T he acoustic jazz trio The Bad Plus have cultivated a bad-boy image. And guess what, attitude works. They have garnered critical attention and loads of rock and alternative music fans. Past the hype, though, The Bad Plus' inspired jazz shakes up the expectations of what an acoustic jazz trio can sound like. Like their electrified (but different-sounding) predecessors, Martin, Medeski and Wood, they have their own voice -- an authentic and youthful one.

For one thing, no other jazz group has recorded rock songs such as Nirvana's "Smells Like Teen Spirit" or Blondie's "Heart of Glass." Hearing Nirvana chopped up into free jazz or Blondie shredded with rhythmic furor is both disturbing and intriguing.

Their original compositions may have humorous titles ("Flim" and "Do Your Sums, Die Like A Dog, Play For Home" for starters), but they back up their playfulness with serious technique. What saves them from being trendily postmodern, though, is their weighty approach and musical unconventionality.

Unlike most piano-fronted trios, the drums and bass stand up and speak out as often as the piano. Combined with constantly unexpected shifts of direction and highly sophisticated dynamics, the trio genuinely opens up fresh musical vocabulary.
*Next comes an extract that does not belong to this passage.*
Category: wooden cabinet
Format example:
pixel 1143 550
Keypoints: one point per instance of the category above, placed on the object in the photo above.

Unbound by traditional jazz conventions, they have a lot to say.

The Bad Plus may appear a tad cerebral, but their recordings (particularly "These Are the Vistas" and "Blunt Object") hit with muscularity and straightforwardness. They disrupt even this, however, by intermixing songs of minimalist quietude.

All their playing with extremes may or may not recharge jazz's image of itself, but in the meantime, their "bad" attitude creates distinctive, high-energy and very, very good jazz.